So...what we have about women in technology is:
  1. Lower likelihood of very high ability
  2. Lower interest in the field
There is an interesting note, though.  The math achievement gap doesn't really appear until highschool, and it doesn't grow until Calculus and 750 Math SATs.  This is explained by the ability cutoff of calculus and SATMath 750 .

I would like to add a third factor that seems under-discussed.  I claim to have unusual insight into the topic due to my elementary math instruction days combined with my willingness to talk HBD and a reasonable understanding of evolutionary pressures.

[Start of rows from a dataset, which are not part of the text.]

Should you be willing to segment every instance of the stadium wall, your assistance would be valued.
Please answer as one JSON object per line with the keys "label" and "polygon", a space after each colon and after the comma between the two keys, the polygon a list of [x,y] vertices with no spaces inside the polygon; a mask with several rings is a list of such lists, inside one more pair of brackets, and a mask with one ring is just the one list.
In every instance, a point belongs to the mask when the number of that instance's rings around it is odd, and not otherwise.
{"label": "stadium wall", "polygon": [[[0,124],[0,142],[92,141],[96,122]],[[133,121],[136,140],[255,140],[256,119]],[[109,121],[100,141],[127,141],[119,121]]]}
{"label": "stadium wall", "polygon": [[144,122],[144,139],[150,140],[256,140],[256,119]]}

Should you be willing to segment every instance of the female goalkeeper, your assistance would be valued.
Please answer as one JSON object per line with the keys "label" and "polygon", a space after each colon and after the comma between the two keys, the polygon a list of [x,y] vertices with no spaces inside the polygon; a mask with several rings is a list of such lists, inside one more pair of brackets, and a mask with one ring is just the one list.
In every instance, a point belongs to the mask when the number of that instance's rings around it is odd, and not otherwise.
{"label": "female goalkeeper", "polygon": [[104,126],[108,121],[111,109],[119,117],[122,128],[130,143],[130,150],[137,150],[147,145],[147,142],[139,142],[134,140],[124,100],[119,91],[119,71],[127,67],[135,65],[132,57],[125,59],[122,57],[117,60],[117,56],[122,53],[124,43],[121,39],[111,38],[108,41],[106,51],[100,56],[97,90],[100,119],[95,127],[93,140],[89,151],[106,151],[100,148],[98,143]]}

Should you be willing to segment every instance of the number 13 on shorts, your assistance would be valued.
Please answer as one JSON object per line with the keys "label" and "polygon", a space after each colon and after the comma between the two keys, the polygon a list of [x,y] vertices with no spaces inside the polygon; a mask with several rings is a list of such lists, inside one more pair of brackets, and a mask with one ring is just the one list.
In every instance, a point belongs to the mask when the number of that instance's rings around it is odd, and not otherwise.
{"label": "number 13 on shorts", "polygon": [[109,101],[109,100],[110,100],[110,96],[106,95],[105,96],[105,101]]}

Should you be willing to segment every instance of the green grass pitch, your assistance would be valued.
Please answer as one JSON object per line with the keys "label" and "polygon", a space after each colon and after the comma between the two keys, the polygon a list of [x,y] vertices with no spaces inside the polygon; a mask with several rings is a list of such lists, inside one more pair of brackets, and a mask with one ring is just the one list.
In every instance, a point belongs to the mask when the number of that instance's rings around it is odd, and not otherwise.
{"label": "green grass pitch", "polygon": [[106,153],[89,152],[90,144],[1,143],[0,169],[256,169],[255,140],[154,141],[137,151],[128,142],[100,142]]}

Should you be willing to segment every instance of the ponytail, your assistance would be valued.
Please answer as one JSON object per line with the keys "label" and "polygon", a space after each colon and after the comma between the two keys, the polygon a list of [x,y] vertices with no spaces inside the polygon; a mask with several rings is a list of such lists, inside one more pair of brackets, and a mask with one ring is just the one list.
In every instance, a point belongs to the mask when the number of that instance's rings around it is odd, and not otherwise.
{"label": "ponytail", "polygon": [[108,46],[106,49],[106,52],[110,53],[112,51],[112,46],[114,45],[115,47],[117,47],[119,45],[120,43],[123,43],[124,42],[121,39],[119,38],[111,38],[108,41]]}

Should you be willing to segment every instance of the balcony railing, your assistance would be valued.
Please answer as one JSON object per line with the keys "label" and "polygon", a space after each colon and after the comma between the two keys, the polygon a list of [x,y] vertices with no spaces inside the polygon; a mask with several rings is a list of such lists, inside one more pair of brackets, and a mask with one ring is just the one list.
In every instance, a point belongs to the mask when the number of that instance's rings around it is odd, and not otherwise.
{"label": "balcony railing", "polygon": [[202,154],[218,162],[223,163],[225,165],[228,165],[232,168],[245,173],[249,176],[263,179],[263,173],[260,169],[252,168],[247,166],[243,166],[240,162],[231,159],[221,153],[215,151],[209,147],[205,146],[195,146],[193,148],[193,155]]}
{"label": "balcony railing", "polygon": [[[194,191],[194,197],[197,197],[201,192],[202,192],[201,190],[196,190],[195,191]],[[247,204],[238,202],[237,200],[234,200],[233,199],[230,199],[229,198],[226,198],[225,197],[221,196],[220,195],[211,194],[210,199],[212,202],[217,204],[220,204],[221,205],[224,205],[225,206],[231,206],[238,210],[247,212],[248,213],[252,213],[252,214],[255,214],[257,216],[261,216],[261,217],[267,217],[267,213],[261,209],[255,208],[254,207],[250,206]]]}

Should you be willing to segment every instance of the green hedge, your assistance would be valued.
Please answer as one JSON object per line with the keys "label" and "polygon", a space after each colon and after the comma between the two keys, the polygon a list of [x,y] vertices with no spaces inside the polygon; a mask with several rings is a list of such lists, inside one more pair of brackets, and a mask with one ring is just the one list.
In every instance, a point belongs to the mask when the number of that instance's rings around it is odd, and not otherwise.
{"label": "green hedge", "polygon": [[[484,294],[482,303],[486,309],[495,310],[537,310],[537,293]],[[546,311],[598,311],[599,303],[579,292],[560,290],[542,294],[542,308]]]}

Men have a well-known lower risk-aversion than do women.  This is both experimentally known AND evolutionarily required.  For any non-monogamous species, the value of a female's taking a risk is massively lower than that of a man's taking risks (for high payoffs).  See the professional poker world or the trading world for good examples.

The more advanced math and technical fields get, the more risk-preference makes a difference.  The best math people find problems, noodle them a while, get them wrong several times trying to find a solution, and then having tried 15 wrong answers, finally find a correct one.  The best programmers do this too.  Physicists are in the same boat, as far as my limited experience goes, and engineers are defined as a profession by how fabulously good they are at learning from their mistakes: "Well, the third prototype didn't explode".  Quants in the financial industry are wrong maybe more than they're right, but they're learning, even while trying to outwit EMH

I wish to argue that in math...the number of different approaches you try is a massive indicator of your future ability.  Someone who does exactly what the teacher says is never going to be a very good mathematician.  However, doing exactly what the teacher says is great for arithmetic, and it will get you to better-than average for algebra.  It won't get you very far at all in math research or most "contest math".  Instead, the people with the best future in math tend to be the ones who learn the teacher's way, but also work to develop their own heuristics, their own shortcuts...the ones who really don't want to show the work, because there's a bit of intuition involved.  For what it's worth, both in my teaching and in my interactions with math professors, students of mine, and student-peers in school...the willingness to take academic risk is both highly positively correlated with math ability AND a highly male trait.

2 comments:

Dee said...

Another great post, very interesting stats. Risk aversion as a factor in math IQ, I can see that.

Mark Horning said...

I think application has to weigh into this as well.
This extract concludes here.